Remix.run Logo
jimmaswell 4 days ago

I wonder if we could make an LLM or other modern machine learning framework finally figure out how to compile to Itanic in an optimized fashion.

duskwuff 4 days ago | parent | next [-]

No. The problems involved are fundamental:

1) Load/store latency is unpredictable - whenever you get a cache miss (which is unpredictable*), you have to wait for the value to come back from main memory (which is getting longer and longer as CPUs get faster and memory latency roughly stays the same). Statically scheduling around this sort of unpredictable latency is extremely difficult; you're better off doing it on the fly.

2) Modern algorithms for branch prediction and speculative execution are dynamic. They can make observations like "this branch has been taken 15/16 of the last times we've hit it, we'll predict it's taken the next time" which are potentially workload-dependent. Compile-time optimization can't do that.
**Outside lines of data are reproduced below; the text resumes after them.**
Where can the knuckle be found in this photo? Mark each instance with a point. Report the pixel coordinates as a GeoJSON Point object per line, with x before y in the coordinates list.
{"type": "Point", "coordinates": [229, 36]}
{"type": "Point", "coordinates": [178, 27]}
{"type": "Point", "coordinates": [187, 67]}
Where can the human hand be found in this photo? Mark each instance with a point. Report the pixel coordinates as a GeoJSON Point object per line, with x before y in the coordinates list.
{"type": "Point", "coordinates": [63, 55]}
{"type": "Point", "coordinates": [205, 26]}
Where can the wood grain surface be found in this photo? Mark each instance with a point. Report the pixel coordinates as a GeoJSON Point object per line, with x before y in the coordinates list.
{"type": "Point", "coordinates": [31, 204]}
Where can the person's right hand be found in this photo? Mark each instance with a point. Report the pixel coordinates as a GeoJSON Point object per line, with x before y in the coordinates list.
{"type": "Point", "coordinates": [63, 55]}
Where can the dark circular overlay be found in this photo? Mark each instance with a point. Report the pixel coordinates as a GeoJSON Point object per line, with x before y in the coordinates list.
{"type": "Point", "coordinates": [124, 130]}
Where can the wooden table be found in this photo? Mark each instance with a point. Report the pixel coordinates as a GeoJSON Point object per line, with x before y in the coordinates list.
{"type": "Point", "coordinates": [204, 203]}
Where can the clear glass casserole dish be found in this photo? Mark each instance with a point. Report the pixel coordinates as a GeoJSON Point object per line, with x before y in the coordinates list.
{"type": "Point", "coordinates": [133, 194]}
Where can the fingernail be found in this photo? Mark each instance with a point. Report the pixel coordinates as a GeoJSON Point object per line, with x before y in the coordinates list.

*: if you could reliably predict when the cache would miss, you'd use that to make a better cache replacement algorithm

brucehoult 4 days ago | parent [-]

> this branch has been taken 15/16 of the last times we've hit it

That is kind of how it worked more than 30 years ago (pre 1995), but not since, at least in OoO CPUs.

In fact it was found that having more than a 2-bit saturating counter doesn't help, because when the situation changes it takes too many bad predictions in a row to get to predictions that, actually, this branch is not being taken any more.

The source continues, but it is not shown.